2. Ein Verstoß gegen die Aufklärungspflicht ist ebenfalls nicht gegeben. Dabei kann dahinstehen, ob die Klägerin vor Beginn der Behandlung über die Wahlmöglichkeit zwischen konservativer und operativer Behandlung aufgeklärt worden ist. Im Streitfall bestand über die Möglichkeit einer operativen Behandlung ohnehin keine Aufklärungspflicht. Voraussetzung für eine Aufklärungspflicht ist, dass es sich um eine echte Behandlungsalternative handelt, d.h. die alternative Methode hätte bei gleichwertiger Heilungs- und Erfolgsaussicht eine geringere Risikobelastung aufweisen oder bei nach Art und Richtung gleichwertigen Belastungen und Risiken eine höhere Heilungs- bzw. Erfolgsaussicht versprechen müssen (vgl. Geiß/Greiner, a.a.O., Rn. C 29). Aufgrund der mit der Durchführung einer Operation verbundenen allgemeinen Risiken, die bei der Klägerin als bekannt vorausgesetzt werden können, ist nicht ersichtlich, dass eine Operation gegenüber der durchgeführten konservativen Behandlung eine geringere Risikobelastung aufgewiesen hätte.
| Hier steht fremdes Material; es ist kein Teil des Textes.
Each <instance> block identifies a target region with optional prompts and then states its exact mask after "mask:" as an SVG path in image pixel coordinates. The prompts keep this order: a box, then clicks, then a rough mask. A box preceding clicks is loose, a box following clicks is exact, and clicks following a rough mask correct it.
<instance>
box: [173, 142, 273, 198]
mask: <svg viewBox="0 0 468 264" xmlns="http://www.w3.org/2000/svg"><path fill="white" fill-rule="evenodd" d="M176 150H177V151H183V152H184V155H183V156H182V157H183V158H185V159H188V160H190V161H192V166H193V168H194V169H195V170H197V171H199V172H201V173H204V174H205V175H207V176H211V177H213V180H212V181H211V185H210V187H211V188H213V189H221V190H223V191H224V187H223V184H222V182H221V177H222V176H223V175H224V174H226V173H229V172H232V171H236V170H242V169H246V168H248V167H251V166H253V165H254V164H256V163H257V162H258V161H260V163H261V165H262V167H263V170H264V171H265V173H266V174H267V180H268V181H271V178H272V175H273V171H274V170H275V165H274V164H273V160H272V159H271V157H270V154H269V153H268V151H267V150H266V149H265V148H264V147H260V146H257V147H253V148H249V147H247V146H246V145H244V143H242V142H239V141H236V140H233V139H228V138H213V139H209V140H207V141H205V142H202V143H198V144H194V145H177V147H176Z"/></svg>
Ebenso wenig ist ersichtlich, dass sie eine höhere Heilungs- bzw. Erfolgsaussicht versprochen hätte als die konservative Behandlung. Einer Aufklärung über eine anderweitige, gleichfalls medizinisch indizierte Methode bedarf es dann nicht, wenn die gewählte standardgemäße Therapie hinsichtlich ihrer Heilungsaussichten einerseits und ihrer Belastungen und Risiken für den Patienten andererseits der Behandlungsalternative gleichwertig oder vorzuziehen ist (vgl. Geiß/Greiner, a.a.O., Rn. C 22). Dies ist hier hinsichtlich der konservativen Behandlungsmethode der Fall. Darüber hinaus ist zu berücksichtigen, dass nach den Ausführungen des Sachverständigen die operative Methode als Behandlungsalternative auch deshalb nicht in Betracht kam, weil das Sprunggelenk zum Behandlungszeitpunkt noch angeschwollen war. Nur vorsorglich weist der Senat darauf hin, dass selbst bei Annahme einer Aufklärungspflicht und einer fehlenden Aufklärung ein Entscheidungskonflikt der Klägerin nicht plausibel dargelegt ist, da nicht glaubhaft ist, dass sich die Klägerin bei einer Wahl zwischen konservativer und operativer Behandlung für die operative Behandlung entschieden hätte, auch wenn sie darauf hingewiesen worden wäre, dass in 90 % aller Fälle auch die konservative Behandlung zu einer kompletten Ausheilung der Sprunggelenksverletzung führt.

III.

Die Nebenentscheidungen beruhen auf den §§ 97 Abs. 1, 708 Nr. 10, 711 S. 1, 709 S. 2 ZPO.

Die Revision war nicht zuzulassen, weil die Rechtssache weder grundsätzliche Bedeutung hat (§ 543 Abs. 2 Nr. 1 ZPO) noch die Fortbildung des Rechts oder die Sicherung einer einheitlichen Rechtsprechung eine Entscheidung des Bundesgerichtshofs als Revisionsgericht erfordern (§ 543 Abs. 2 Nr. 2 ZPO).

Der Gebührenstreitwert für das Berufungsverfahren wird gem. § 3 ZPO i.V.m. § 47 Abs. 1 S. 1 GKG auf 36.310,07 € festgesetzt (Antrag zu 1. 15.000,00 €, Antrag zu 2. 16.310.07 €, Antrag zu 3. 5.000,00 €).